Nous avançons en silence, mâchoires serrées, réprimant vaillamment les « Qui a eu cette idée stupide ? » et autres : « Je l’avais bien dit... » Il ne manquerait plus qu’une dispute pour couronner la journée : commencée au matin dans la brume, d’un pas gaillard, sac au dos ; continuée à midi dans un épais brouillard, sandwichs imbibés, premiers murmures de rébellion : « On va continuer longtemps comme ça ? » pour s’achever sous la pluie battante, complètement égarés par des souvenirs trompeurs : « Si ! Je le reconnais, ce grand arbre. On prend à gauche ! »
La nuit est tombée, nuit de décembre, nuit de nuages et d’ombres, de froid et d’hostilité et nous tournons dans la forêt, tantôt montant, tantôt descendant, tantôt sur un chemin, tantôt à travers les broussailles. Les pieds traînent ou s’accrochent aux racines, il y a des marmonnements qu’il vaut mieux ne pas déchiffrer, les capes de pluie dégoulinent et les grands sapins perfectionnent l’art de bien viser, glissant leurs gouttes glacées pile dans le cou de leur victime.
Bien sûr, tôt ou tard, cette mésaventure s’achèvera et, demain, enfin, disons dans quelques jours, nous en rirons. Cela, nous le savons pourtant, à cet instant, au-delà de l’inconfort et de la fatigue, nous sommes, eh bien, perdus corps et âmes, perdus dans l’obscurité, comme des enfants craignant le noir.
Petits poucets sans miettes ni GPS, nous ressentons plus qu’une solitude, c’est un sentiment d’abandon, qui nous laisse silencieux, pleins d’appréhension, séparés des autres. Nous avons été exilés du royaume de nos semblables, rejetés dans les ténèbres. L’obscurité qui nous entoure semble s’étendre à notre esprit, à notre cœur qui se rapetissent, nous laissant pauvres et tout recroquevillés sur nous-mêmes. Et puis... un frisson d’exaltation parcourt notre maigre colonne : là, au fond, en contrebas, une mince lumière, rai d’espoir, qui fait signe, qui appelle, qui rassure.
Jamais lumière ne nous a semblé aussi brillante, aussi pleine de promesses. Nous allons être au sec, au chaud, mais aussi, mais surtout, retrouver des paroles, des rires, de l’attention, de l’amitié, de l’irritation, aussi peut-être née de leur inquiétude, bref, d’autres êtres humains. Nous ne sommes plus seuls, abandonnés, menacés ; notre cœur s’emplit lui aussi de cette lumière, de cette chaleur que seuls les autres, les proches comme les inconnus, peuvent nous apporter.

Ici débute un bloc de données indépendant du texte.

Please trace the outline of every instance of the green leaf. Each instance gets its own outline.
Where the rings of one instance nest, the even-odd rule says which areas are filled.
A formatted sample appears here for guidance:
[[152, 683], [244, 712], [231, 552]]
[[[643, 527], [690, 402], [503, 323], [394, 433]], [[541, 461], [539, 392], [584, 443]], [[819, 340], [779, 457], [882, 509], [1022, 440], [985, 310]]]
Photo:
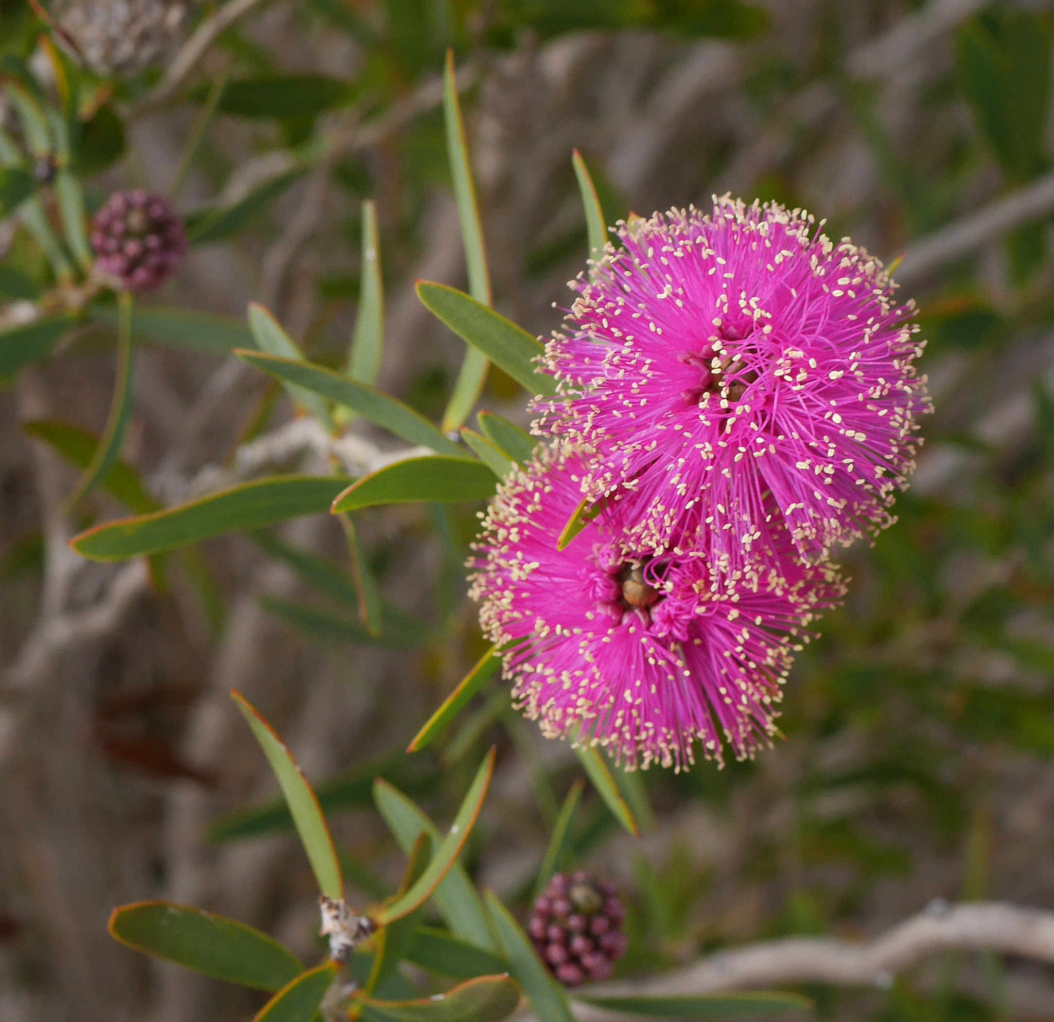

Ah ! Pauvres habitants des villes ! Les lampadaires s’allument à heure fixe, les vitrines étincellent, le premier geste en rentrant est, machinalement, d’appuyer sur le bouton électrique. La lumière n’est plus que commodité : « Allume ! On n’y voit rien. » Ne connaissant plus l’obscurité, nous ne connaissons plus la lumière ; ne connaissant plus la lumière, le cœur, petit à petit, perd une part d’humanité, celle qui nous fait reconnaître l’autre comme notre prochain, comme celui qui nous manque, qui nous est nécessaire pour être complet, pour être pleinement vivant.
Il faut marcher, par une nuit pluvieuse, dans les rues de la ville, de la banlieue, d’un village, et sentir, derrière chaque fenêtre allumée, la présence, l’existence de tous ceux que nous ne rencontrerons jamais, mais qui sont là, qui nous entourent, nous soutiennent, nourrissent notre vie.
Nous reconnaissons alors la nécessité, la vérité de la lumière des autres, de la lumière de chaque autre. Au cœur de notre nuit.